Thomas set out across the rock-strewn section of earth. An almost disturbing quiet settled over the land. The only thing he could hear besides the thump of his footsteps and his own breathing was the sound of distant waves breaking on the bottom of the cliff, and even that was faint. He was certain that the people at WICKED had spotted him by now—the security was surely thorough and tight.

A scuttling sound, like clicks of metal against stone, made him stop and look to his right. As if summoned by the thought of security, a beetle blade stood perched on a boulder, its red eye gleaming in Thomas’s direction.

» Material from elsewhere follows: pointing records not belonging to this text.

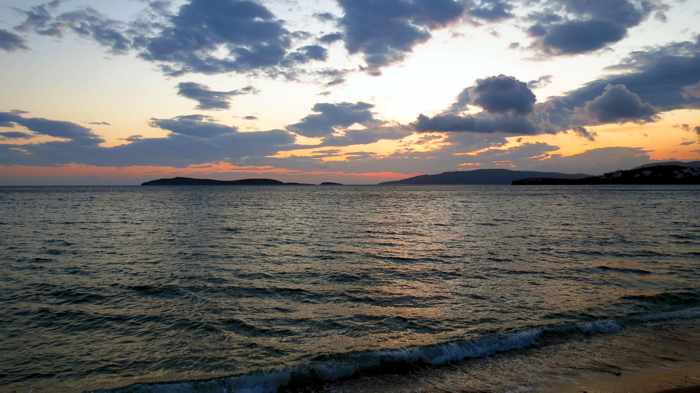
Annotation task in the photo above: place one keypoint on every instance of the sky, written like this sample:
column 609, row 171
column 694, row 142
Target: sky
column 353, row 91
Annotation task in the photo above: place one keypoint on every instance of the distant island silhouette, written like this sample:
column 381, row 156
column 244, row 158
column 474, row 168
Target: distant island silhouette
column 187, row 181
column 481, row 177
column 666, row 173
column 658, row 173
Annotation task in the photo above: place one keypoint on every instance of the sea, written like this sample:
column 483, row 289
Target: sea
column 344, row 289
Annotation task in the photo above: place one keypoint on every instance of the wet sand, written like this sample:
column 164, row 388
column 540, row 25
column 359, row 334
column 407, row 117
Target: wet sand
column 678, row 378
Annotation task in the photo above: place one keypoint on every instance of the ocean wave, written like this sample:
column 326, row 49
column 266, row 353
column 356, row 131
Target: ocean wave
column 331, row 368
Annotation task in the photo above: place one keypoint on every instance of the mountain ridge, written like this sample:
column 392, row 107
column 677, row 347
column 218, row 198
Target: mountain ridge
column 480, row 177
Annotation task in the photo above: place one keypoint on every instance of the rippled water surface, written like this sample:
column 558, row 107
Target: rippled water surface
column 106, row 287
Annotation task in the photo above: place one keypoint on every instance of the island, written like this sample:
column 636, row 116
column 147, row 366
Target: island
column 481, row 177
column 654, row 174
column 187, row 181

He remembered how it had felt the first time he’d seen one of them inside the Glade, just before it scurried away and into the small woods there. It seemed like a lifetime ago.

He waved at the beetle blade, and then he kept walking. In ten minutes he’d be knocking on the door of WICKED, asking, for the first time, to be let in. Not out.

He made his way down the last section of the slope and stepped onto an icy sidewalk that encircled the campus. It looked like there’d once been an effort to make the grounds a little prettier than the barren land around it, but the bushes and flowers and trees had long succumbed to winter, and the patches of gray dirt he could see amid the snow bore only weeds. Thomas walked along the paved lane, wondering why no one had come to greet him yet. Maybe the Rat Man was inside, watching, guessing that Thomas had finally come over to their side.

Two more beetle blades captured his attention, both roaming the snow-covered weeds of the flower beds, scanning left and right with their red beams as they scuttled along. Thomas looked up at the closest set of windows but saw only darkness—the glass was heavily tinted. A rumble coming from behind made him turn to look. A storm was moving in, its clouds dark and heavy, but it was still a few miles distant. As he watched, several bolts of lightning zigzagged across the grayness, and it took him back to the Scorch, to that awful rain of lightning that had met them as they approached the city. He could only hope the weather wasn’t so bad this far north.

He resumed his path along the sidewalk and slowed as he approached the front entrance. A large set of glass doors awaited him, and a sudden, almost painful surge of memory pounded inside his skull. The escape from the Maze, the flight through the corridors of WICKED, coming out these doors into the pouring rain. He looked to his right into a small parking lot, where an old bus squatted next to a row of cars. It had to be the same one that had run over that poor Flare-infested woman, then whisked them away to those dorms, where their minds were played with and a Flat Trans eventually took them to the Scorch.

And now, after all he’d been through, he stood at WICKED’s threshold, there by his own choice. He reached out and knocked on the cold, dark glass in front of him. He could see nothing on the other side.

Almost immediately, a series of locks disengaged, one after the other; then one of the doors swung out. Janson—who’d always be the Rat Man to Thomas—extended a hand.

“Welcome back, Thomas,” he said. “No one believed me, but I’ve been saying all along that you’d return. I’m glad you made the right choice.”

“Let’s just get on with it,” Thomas said. He’d do this—he’d play the part—but he didn’t have to be nice about it.

“Sounds like an excellent idea.” Janson stepped back and bowed slightly. “After you.”

With a chill along his spine to match the frosty weather outside, Thomas walked past the Rat Man and entered WICKED’s headquarters.